Without question, the Lord saw something special in this young man. Because He came to Saul while he was on his way to Damascus, having obtained letters from the Jewish authorities allowing him to continue persecuting the church. The vision that Saul encountered that day changed his life forever. Saul obeyed the direction of the Lord, being baptized while in Damascus. What a turn of events.

The apostle Paul was one who made a difference in the history of the church. He carried that same desire to please the Lord he had before, but now it was being used for good. Paul did suffer many things for the Lord’s name, yet never seemed to complain. In fact, he wrote, “for momentary, light affliction is producing for us an eternal weight of glory far beyond all comparison” (2 Cor 4:17). Light affliction? Paul suffered a great deal as illustrated in his own words for us in the 11th chapter of his second letter to the Corinthians. Later, as Paul wrote to the Philippians, he said, “Not that I speak from want, for I have learned to be content in whatever circumstances I am” (Phil 4:11).

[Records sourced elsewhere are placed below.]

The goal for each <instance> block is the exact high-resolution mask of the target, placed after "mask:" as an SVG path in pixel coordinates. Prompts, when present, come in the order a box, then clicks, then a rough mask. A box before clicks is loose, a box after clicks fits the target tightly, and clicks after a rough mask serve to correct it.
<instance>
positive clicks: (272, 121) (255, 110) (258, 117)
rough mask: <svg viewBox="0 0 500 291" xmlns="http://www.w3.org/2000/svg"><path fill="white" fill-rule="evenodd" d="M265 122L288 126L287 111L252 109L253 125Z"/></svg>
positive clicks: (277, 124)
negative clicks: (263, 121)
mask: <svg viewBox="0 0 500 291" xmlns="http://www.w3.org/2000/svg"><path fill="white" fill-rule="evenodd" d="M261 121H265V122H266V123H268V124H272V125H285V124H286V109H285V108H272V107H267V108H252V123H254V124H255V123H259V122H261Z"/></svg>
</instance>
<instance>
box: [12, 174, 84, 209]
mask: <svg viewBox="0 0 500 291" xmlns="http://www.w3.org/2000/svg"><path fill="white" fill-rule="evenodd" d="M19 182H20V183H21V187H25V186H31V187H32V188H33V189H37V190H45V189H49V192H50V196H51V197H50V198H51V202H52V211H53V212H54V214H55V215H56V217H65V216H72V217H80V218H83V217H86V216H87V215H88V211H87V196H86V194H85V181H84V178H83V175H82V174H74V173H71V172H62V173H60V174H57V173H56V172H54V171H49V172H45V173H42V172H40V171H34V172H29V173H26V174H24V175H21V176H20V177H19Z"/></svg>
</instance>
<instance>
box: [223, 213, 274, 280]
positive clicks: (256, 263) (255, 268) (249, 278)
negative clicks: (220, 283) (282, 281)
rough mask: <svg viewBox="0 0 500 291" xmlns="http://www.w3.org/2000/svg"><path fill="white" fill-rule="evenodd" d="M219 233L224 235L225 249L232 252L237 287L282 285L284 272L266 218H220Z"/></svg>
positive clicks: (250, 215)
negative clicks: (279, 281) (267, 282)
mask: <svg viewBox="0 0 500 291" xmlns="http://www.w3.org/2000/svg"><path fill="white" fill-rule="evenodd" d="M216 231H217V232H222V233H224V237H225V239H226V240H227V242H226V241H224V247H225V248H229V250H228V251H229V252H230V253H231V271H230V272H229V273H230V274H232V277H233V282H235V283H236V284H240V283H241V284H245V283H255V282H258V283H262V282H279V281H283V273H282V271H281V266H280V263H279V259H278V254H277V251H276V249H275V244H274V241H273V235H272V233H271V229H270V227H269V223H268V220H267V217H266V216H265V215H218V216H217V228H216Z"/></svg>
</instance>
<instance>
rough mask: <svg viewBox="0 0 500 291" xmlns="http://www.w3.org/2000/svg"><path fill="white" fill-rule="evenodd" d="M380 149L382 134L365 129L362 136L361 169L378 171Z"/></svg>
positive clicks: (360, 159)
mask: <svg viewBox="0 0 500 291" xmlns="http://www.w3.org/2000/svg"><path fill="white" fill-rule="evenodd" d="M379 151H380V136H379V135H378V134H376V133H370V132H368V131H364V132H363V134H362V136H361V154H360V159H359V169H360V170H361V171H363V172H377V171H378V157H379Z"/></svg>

No doubt, some of Paul’s most inspirational words are found in 1 Cor 15:10. “But by the grace of God I am what I am, and His grace toward me did not prove vain; but I labored even more than all of them, yet not I, but the grace of God with me.” God’s grace is that which gives each of us hope. Paul, self-proclaimed as the chief sinner, was able to see what a gift God’s grace is. It is too precious a gift to let go in vain. As God’s grace has appeared to all men, let it not be in vain. After all, we are all sinners and are in need of this precious gift.